Varios son los “viajes” recibidos en esta lectura. El autor no se queda en un solo lugar, no deja huella inmediata en el poema, en un solo tema, aunque una invisible revelación nos dice de los cambios y las pérdidas, entre las sombras y el descreimiento. Así, de la sombra emerge el cuerpo, esa ofrenda que desaparece. “La piel es un órgano infame, algo / dotado de una vivacidad molesta, / plaga de animales acuáticos que cunden / en sendas paralelas con discursos acróbatas”.

Una poética nos asalta de pronto, el poeta no deja pasar la oportunidad de ponernos en medio de los ojos el instante de un asunto interior: “El poema me evade como un preso. / Escondido / en algún pabellón del alma, / su gemido me despierta”. ¿Quién se queja, el hecho mismo de ser poema, o la crisis que él crea en quien lo escribe?

El poema es un animal vivo.
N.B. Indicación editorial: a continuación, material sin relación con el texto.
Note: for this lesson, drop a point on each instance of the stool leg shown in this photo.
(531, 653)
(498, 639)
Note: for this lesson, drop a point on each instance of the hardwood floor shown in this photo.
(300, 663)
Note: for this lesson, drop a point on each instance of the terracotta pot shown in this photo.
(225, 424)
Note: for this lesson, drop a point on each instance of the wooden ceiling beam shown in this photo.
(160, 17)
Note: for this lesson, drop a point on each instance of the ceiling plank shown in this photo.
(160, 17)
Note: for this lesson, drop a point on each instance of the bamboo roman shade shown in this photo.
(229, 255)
Sufre el insomnio y la vaguedad del sueño. Es animal kafkiano, “se encarama en las paredes” como un insecto revelador. Más allá de la germinación de las imágenes, despierta quien se sabe atrapado entre el poema y sus resonancias, por ser su carcelero: “Estoy seco, alejado del mundo, / frente al televisor”. Una derrota, el insomnio sigue después del sueño.

 

III

Quien se ofrece, guarda la ofrenda. Nadie pierde el eco de lo escrito. Nadie abandona la mirada que sobre el sujeto desató la memoria. Miguel Márquez abreva en una música que se escucha mientras el poema silencia el mundo.
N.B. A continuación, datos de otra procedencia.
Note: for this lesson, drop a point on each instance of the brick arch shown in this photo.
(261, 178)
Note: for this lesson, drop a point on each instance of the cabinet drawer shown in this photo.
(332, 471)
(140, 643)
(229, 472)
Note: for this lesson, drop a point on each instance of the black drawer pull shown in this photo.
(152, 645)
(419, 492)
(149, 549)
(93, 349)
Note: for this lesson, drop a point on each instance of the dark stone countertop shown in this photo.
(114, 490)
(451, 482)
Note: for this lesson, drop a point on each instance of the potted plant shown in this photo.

Un trazado sobre la piel, la que no duerme, la que cambia con la naturaleza, con el clima que agita el agua y deja huella en una aventura onírica en un barco. Ciudades, delfines que saltan como frases incompletas, que desnudan los deseos de quien bajo el cielo mira el rastro de la navegación. ¿Acaso la poesía no es eso, una travesía por un mar sin final, por una masa de sorpresas en la que es posible saberse en medio del universo mientras más allá está Roma, Ankara, Calcuta y Estambul?

Despido esta lectura con el agradecimiento de haber tenido ante mis ojos un espacio para dejar de morir. Con todos los miedos, temores, resonancias y la luz de una vela cerca del abismo.